My turn? "My turn? For what, sorry?"
Mr. Wally sighs, all too used to the bag of cats that was Sherlock's brain. "We are going around introducing ourselves and saying two reasons why we're here--"
"Pass," says Sherlock indifferently.
Mr. Wally opens his mouth to say something, but closes it almost immediately.
"All right, next...Amanda, is it?"
Sherlock begrudgingly gives his attention to the bone-thin woman with faded purple hair sitting next to him, if not just to keep his mind off a certain hazel-eyed somebody.

***

John

John stares at the visitation application that had been faxed to him from Riverside. The logo of a waterfall glares at him from the top corner of the paper.
John doesn't know why he's so hesitant to fill it out. He knows Sherlock won't decline it.
But what if he does?
"Shut up," John mutters to the nagging voice in his head. "He won't."
John realizes, once again, how empty the flat is. He misses how Sherlock would sit and stare at the wall for hours on end, absorbed in his mind, but his presence still emanated a sort of comfort for John. He misses how Sherlock would stay up till ungodly hours and play that damn violin, long, wailing melodies that modeled a cat's crying.
But most of all, John misses the way Sherlock looked at him. The way he'd allow just a little emotion--just a little, not very much--into his eyes and a smile would crinkle the corners of his sea green eyes and a smirk would play across his lips when Sherlock realized John was looking at him the same way.
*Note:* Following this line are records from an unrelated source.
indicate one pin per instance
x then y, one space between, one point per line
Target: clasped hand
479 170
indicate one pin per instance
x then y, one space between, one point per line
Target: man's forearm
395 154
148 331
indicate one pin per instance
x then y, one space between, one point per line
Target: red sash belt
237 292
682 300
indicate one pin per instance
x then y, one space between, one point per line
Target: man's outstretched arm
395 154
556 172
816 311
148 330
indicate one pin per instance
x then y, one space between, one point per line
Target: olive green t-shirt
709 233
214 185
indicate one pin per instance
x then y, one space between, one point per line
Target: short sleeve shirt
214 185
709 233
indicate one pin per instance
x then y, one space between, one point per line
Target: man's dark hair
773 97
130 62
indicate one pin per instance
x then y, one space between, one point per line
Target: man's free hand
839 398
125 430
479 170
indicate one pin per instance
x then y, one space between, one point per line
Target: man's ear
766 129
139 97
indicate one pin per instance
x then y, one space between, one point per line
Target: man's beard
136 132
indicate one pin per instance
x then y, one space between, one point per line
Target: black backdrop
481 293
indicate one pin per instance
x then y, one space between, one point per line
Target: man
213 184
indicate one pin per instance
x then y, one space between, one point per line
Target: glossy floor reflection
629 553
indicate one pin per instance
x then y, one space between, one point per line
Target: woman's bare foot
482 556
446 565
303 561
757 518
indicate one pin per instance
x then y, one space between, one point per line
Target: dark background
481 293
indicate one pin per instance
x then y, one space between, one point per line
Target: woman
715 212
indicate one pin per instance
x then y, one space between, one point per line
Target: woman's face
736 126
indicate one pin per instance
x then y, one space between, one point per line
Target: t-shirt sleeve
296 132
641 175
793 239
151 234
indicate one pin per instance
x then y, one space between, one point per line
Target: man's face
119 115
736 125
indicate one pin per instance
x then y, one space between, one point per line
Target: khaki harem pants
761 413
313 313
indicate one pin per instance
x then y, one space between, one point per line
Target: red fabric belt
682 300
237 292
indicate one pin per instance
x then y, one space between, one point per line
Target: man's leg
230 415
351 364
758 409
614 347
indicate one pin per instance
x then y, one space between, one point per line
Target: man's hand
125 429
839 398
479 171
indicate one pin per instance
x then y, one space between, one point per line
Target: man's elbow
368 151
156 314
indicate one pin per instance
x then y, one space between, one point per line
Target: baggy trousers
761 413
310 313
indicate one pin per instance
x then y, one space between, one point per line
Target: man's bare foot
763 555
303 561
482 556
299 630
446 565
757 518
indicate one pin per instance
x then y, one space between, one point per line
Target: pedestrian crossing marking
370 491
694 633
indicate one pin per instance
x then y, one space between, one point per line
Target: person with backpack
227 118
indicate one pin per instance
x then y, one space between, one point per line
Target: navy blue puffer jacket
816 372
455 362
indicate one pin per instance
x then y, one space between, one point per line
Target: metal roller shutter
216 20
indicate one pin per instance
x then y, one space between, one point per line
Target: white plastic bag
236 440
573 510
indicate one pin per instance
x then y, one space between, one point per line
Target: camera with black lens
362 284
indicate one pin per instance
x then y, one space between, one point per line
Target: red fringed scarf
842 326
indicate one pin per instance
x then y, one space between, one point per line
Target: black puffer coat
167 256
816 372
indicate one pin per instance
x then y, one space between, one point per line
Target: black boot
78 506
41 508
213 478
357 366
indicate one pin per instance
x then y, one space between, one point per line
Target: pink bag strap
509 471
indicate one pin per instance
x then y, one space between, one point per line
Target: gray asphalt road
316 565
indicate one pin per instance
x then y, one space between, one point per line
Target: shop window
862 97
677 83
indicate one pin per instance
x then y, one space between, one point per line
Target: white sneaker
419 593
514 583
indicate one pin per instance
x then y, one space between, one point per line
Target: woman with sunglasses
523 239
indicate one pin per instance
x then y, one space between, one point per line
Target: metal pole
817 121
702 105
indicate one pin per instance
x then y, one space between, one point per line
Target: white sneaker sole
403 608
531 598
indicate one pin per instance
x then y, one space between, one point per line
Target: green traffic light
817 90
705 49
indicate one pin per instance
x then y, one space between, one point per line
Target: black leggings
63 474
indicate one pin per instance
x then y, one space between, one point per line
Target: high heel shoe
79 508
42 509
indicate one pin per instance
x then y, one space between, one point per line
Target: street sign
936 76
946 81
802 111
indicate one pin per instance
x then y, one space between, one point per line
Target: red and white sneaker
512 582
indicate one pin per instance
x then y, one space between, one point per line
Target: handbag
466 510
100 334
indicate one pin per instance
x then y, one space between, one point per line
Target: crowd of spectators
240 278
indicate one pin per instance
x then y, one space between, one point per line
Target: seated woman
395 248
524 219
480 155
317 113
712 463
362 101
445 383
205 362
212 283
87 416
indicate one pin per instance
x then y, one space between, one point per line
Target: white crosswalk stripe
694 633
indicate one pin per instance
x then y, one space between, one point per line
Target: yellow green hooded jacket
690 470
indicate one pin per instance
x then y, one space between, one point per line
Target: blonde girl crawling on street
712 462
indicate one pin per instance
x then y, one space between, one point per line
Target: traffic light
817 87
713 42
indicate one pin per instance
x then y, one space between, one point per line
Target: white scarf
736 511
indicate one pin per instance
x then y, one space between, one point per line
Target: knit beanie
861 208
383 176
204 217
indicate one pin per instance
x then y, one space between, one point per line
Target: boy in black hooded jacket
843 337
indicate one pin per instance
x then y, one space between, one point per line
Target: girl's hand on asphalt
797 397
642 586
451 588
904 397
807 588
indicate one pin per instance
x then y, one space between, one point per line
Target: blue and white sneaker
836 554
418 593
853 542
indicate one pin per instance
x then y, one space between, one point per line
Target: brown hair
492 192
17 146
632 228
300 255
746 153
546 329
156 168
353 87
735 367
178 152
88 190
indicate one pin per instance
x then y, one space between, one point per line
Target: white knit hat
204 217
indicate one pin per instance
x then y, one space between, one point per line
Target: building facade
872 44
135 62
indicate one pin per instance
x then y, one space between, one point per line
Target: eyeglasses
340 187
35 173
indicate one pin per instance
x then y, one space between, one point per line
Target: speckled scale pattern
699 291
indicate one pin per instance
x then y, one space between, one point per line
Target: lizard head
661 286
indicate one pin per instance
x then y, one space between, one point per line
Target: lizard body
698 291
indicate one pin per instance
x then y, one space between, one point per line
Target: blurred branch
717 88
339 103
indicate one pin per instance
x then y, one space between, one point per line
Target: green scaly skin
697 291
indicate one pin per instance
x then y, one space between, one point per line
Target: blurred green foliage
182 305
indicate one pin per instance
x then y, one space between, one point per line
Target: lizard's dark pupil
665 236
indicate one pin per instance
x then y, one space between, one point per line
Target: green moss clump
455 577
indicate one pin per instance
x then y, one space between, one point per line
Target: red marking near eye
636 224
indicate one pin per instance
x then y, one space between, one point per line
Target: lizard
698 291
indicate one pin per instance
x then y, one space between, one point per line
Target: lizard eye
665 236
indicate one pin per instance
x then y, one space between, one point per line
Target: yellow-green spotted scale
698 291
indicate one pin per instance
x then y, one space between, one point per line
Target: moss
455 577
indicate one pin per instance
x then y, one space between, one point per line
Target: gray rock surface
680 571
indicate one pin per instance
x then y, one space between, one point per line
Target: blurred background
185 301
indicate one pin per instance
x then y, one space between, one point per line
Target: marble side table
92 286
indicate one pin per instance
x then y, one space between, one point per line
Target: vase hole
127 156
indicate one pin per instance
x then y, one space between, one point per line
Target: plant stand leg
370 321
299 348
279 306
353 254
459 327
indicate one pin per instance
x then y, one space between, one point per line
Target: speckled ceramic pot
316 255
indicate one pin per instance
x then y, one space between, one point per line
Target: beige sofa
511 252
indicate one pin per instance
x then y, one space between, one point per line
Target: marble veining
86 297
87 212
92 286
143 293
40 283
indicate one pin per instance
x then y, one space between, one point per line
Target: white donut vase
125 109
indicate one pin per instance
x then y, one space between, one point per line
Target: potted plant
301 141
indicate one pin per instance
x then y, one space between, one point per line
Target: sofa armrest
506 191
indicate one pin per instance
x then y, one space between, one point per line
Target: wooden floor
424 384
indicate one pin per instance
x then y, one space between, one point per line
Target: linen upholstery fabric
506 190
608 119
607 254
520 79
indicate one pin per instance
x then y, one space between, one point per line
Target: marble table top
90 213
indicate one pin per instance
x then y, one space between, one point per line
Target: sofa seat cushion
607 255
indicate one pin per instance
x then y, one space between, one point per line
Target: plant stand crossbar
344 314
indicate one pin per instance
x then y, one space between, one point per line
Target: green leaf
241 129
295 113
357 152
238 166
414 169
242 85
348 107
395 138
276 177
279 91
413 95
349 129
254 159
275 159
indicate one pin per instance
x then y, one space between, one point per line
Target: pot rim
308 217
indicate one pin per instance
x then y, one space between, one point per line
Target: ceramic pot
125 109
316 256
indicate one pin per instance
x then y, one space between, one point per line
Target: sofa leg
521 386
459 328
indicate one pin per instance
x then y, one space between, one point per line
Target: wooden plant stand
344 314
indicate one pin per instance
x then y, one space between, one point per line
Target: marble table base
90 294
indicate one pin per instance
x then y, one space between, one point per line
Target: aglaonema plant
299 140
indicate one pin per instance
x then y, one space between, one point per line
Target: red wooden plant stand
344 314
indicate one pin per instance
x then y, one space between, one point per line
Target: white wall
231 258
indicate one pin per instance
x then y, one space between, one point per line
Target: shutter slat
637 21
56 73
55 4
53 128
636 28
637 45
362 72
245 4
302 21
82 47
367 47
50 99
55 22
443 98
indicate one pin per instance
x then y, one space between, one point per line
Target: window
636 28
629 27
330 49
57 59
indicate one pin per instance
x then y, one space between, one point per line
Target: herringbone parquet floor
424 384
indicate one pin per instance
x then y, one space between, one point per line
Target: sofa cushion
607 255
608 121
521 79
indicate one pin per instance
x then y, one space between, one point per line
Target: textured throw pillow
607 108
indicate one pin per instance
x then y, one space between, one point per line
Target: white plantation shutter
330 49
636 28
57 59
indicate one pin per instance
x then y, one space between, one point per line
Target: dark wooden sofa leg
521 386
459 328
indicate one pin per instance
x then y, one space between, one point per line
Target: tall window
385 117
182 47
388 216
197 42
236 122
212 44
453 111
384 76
John can't believe he didn't see that before.
And the kiss. John had tried time and time again to formulate how the kiss would have turned out in any other circumstances, how it would have played out if Sherlock hadn't been on the edge of madness. John tried not to be hurt when Sherlock didn't kiss back, but really, how would anyone feel in that sort of situation? John was only human, after all.
John sighs and resolutely begins filling out the form. Mycroft had been right before, surely he could be right again.
John finishes the application, scans it, and sends the copy back to Riverside.